У Одессы, как у всякой благородной дамы, иммунитет от бандитов и талантливых музыкантов, от вундеркиндов и фарцовщиков, от учёных и моряков, от писателей и евреев.
Одесситы люди своенравные, они с детства презирают общественный транспорт, и если их зовёт город, то без такси никак не обойтись. Ну кто, скажите, будет вас уважать, если вы вышли из трамвая или автобуса? Только такие, как вы, а одесситу это ни к чему. Вы хотите возмутиться и поговорить о возвышенном, о смысле жизни, ну что ж, давайте, почему бы и нет. Весь смысл жизни для одессита – это вкусно поесть, а что ещё остаётся в жизни, когда уже ничего не остаётся. А поговорить?
Беседа в нашем городе всегда идёт по наклонной плоскости, в диалоге главное не сползти в неблагодарное русло отрицательных эмоций. Беседа должна протекать плавно, не спеша, переходя на повышенные тона, а как иначе придать разговору краски, как оговорить кого-то за глаза, да так, чтобы ему не показалось мало, чтобы его, везунчика, пробрало до корней волос, это, я вам скажу, не халам-балам, это большая наука. И упаси вас кого-то похвалить, беседа тут же превратиться в жалкое подобие славословия, а ваш собеседник – в сморщенное яблоко или, хуже того, в пересушенный гербарий.

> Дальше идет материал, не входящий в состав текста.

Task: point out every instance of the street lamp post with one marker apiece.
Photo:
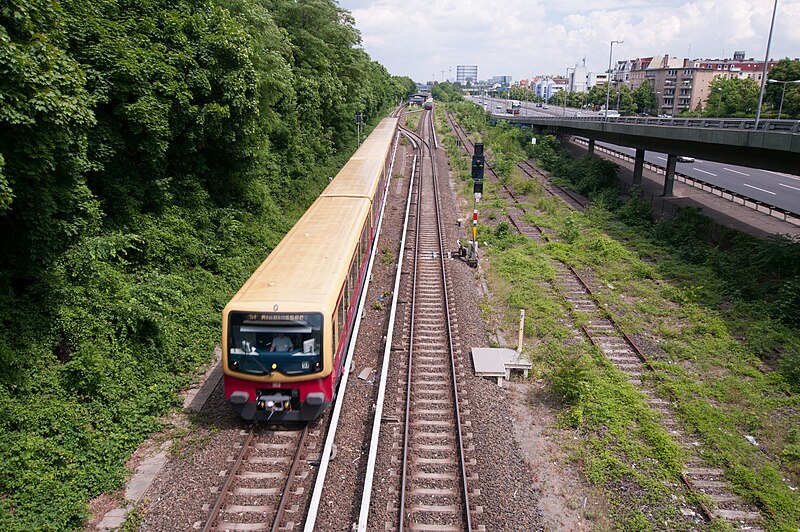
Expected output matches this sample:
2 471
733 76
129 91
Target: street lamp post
608 77
766 62
783 92
565 89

Нельзя, рассказывая об Одессе, не вспомнить о её достопримечательностях – о море и Потёмкинской лестнице, о Дюке и, конечно же, о детях. Дети в Одессе – это каста неприкасаемых, их не просто любят, ими восторгаются, и если ребёнок недостаточно упитан или слегка недокормлен, значит, это не одесский ребёнок.
Наш рассказ плавно подошёл к своему началу, а если вы спросите, что было до этого – это не ко мне, может, просто кто-то водил моей рукой по бумаге или слова сами пришли, как отара овец на пастбище чистого листа, вот они пасутся и наполняют это пастбище смыслом.
У одесситов всегда есть выбор. И если вы у меня спросите, какой, я отвечу не задумываясь: откуда я знаю? Итак, бикицер! В шестидесятые годы, если у вас были деньги и нервы ни к чёрту, вы могли сбежать от любимых соседей по коммуналке или на кладбище или «на Черёмушки» в кооператив. Куна и Нюма могли себе это позволить, и они позволили, купив кооперативную квартиру, то есть выбрали второе на первое, и кто, как говорится, им против?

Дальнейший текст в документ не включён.